Data Reconstruction: When You See It and When You Don't
- URL: http://arxiv.org/abs/2405.15753v1
- Date: Fri, 24 May 2024 17:49:34 GMT
- Title: Data Reconstruction: When You See It and When You Don't
- Authors: Edith Cohen, Haim Kaplan, Yishay Mansour, Shay Moran, Kobbi Nissim, Uri Stemmer, Eliad Tsfadia,
- Abstract summary: We aim to "sandwich" the concept of reconstruction attacks by addressing two complementing questions.
We introduce a new definitional paradigm -- Narcissus Resiliency -- to formulate a security definition for protection against reconstruction attacks.

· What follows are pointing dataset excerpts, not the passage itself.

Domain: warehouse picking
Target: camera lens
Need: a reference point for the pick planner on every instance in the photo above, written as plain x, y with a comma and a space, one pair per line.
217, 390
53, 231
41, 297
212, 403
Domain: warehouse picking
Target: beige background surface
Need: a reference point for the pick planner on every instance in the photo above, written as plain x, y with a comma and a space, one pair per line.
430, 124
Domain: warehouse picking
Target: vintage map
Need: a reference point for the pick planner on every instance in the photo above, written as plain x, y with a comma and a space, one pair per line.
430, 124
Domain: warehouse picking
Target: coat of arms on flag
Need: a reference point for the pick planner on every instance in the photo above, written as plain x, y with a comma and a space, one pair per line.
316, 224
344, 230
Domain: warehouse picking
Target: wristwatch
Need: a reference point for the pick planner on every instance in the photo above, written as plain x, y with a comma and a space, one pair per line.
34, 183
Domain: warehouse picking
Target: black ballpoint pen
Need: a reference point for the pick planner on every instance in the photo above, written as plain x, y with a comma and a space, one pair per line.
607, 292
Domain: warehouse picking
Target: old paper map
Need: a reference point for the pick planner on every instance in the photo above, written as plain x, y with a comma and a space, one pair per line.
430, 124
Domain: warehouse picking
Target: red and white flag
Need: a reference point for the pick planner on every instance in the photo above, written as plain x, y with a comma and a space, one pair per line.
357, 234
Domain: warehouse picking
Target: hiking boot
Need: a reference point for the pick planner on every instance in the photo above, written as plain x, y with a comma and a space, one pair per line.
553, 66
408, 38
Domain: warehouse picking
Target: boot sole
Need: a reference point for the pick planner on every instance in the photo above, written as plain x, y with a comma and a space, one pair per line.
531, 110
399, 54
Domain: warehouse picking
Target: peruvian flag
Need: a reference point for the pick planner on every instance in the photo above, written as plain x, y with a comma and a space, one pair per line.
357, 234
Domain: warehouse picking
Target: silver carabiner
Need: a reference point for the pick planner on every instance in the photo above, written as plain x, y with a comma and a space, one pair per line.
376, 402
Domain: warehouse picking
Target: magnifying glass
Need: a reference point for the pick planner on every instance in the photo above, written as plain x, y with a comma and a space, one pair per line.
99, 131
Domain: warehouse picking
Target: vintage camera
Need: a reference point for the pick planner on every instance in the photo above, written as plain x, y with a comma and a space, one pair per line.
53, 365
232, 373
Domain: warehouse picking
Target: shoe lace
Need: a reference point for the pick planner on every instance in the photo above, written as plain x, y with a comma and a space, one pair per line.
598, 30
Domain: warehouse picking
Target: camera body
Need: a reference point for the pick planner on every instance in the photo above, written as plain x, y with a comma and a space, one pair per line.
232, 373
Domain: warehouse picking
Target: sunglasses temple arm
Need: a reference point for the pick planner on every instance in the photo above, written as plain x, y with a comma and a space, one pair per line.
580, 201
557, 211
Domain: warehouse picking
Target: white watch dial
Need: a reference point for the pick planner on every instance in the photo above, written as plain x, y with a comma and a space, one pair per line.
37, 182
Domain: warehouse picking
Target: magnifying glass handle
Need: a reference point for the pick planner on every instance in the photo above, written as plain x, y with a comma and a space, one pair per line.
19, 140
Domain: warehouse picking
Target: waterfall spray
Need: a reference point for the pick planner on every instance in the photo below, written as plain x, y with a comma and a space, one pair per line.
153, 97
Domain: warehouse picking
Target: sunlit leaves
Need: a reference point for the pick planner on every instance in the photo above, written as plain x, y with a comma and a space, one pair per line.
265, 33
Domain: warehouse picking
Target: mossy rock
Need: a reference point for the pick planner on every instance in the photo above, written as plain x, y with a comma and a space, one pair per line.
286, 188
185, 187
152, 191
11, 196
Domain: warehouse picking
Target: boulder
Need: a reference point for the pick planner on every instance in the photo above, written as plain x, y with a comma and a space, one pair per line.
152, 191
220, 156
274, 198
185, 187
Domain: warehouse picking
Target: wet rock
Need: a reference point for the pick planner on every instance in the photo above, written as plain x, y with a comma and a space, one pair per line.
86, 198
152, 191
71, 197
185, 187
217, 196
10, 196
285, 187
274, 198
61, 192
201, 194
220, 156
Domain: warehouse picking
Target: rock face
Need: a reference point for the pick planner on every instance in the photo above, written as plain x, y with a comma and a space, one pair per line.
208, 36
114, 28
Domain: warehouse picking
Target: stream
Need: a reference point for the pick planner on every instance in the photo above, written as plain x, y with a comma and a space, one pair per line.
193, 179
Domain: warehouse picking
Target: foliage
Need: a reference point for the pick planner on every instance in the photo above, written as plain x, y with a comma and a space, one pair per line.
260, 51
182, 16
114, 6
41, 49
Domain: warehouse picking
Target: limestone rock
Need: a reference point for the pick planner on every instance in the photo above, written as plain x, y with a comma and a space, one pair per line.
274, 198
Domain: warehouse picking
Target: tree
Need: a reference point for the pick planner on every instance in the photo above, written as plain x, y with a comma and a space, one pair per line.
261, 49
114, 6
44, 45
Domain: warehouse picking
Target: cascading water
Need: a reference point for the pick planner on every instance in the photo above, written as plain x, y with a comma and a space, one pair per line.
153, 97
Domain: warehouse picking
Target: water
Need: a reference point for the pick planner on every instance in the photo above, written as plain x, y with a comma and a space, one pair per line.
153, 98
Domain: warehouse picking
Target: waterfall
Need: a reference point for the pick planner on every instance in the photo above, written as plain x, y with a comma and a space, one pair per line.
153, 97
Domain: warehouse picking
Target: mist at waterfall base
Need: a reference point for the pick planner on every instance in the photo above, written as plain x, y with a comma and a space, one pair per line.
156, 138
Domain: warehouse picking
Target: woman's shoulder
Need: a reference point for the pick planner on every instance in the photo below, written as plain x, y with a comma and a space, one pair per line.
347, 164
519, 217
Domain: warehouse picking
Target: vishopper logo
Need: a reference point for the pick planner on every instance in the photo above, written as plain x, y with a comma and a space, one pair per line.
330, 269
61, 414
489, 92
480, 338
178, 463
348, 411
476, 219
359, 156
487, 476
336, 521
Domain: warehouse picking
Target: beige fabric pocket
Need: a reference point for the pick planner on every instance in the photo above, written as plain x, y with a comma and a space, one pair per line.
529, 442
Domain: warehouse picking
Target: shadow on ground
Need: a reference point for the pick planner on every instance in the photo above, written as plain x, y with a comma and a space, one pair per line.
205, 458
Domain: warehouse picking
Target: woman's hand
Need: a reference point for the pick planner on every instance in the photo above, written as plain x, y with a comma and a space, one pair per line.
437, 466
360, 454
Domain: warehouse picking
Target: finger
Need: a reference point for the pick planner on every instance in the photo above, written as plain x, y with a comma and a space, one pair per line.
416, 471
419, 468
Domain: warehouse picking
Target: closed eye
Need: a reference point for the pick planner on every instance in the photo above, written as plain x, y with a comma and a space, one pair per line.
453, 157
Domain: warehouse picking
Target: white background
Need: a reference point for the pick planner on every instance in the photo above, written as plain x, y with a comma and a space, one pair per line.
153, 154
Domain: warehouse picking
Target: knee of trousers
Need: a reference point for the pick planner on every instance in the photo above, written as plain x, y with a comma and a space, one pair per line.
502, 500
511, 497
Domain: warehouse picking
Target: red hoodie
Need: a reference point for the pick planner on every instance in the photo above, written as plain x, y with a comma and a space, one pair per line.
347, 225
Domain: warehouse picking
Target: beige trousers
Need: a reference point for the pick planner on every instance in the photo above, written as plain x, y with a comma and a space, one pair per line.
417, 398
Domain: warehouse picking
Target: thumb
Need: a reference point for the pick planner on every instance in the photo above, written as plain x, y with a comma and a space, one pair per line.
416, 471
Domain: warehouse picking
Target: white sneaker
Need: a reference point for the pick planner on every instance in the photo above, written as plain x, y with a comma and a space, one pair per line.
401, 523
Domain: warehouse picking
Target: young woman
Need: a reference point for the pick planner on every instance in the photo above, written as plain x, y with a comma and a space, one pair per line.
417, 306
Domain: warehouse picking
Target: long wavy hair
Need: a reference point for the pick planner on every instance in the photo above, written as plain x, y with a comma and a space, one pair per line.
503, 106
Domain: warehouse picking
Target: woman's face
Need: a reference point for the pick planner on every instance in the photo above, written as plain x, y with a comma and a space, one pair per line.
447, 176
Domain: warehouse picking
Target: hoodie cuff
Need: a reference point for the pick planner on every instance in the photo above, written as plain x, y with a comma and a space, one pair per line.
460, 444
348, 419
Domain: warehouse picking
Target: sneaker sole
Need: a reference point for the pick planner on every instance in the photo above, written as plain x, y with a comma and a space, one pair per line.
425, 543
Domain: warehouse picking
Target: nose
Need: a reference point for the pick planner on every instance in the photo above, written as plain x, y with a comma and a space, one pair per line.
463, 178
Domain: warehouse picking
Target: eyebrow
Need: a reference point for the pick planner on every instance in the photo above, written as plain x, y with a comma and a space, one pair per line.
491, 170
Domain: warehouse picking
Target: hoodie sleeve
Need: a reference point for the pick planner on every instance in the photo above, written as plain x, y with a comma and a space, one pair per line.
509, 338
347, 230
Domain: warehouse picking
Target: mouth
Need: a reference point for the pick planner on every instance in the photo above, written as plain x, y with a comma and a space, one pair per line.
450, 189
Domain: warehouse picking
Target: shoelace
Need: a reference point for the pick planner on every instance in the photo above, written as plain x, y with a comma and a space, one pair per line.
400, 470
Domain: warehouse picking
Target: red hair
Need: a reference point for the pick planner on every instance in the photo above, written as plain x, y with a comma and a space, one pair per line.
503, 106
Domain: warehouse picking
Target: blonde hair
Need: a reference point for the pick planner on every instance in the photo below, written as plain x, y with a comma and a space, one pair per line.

- Score: 75.03157721978279
- License: http://arxiv.org/licenses/nonexclusive-distrib/1.0/
- Abstract: We revisit the fundamental question of formally defining what constitutes a reconstruction attack. While often clear from the context, our exploration reveals that a precise definition is much more nuanced than it appears, to the extent that a single all-encompassing definition may not exist. Thus, we employ a different strategy and aim to "sandwich" the concept of reconstruction attacks by addressing two complementing questions: (i) What conditions guarantee that a given system is protected against such attacks? (ii) Under what circumstances does a given attack clearly indicate that a system is not protected? More specifically, * We introduce a new definitional paradigm -- Narcissus Resiliency -- to formulate a security definition for protection against reconstruction attacks. This paradigm has a self-referential nature that enables it to circumvent shortcomings of previously studied notions of security. Furthermore, as a side-effect, we demonstrate that Narcissus resiliency captures as special cases multiple well-studied concepts including differential privacy and other security notions of one-way functions and encryption schemes. * We formulate a link between reconstruction attacks and Kolmogorov complexity. This allows us to put forward a criterion for evaluating when such attacks are convincingly successful.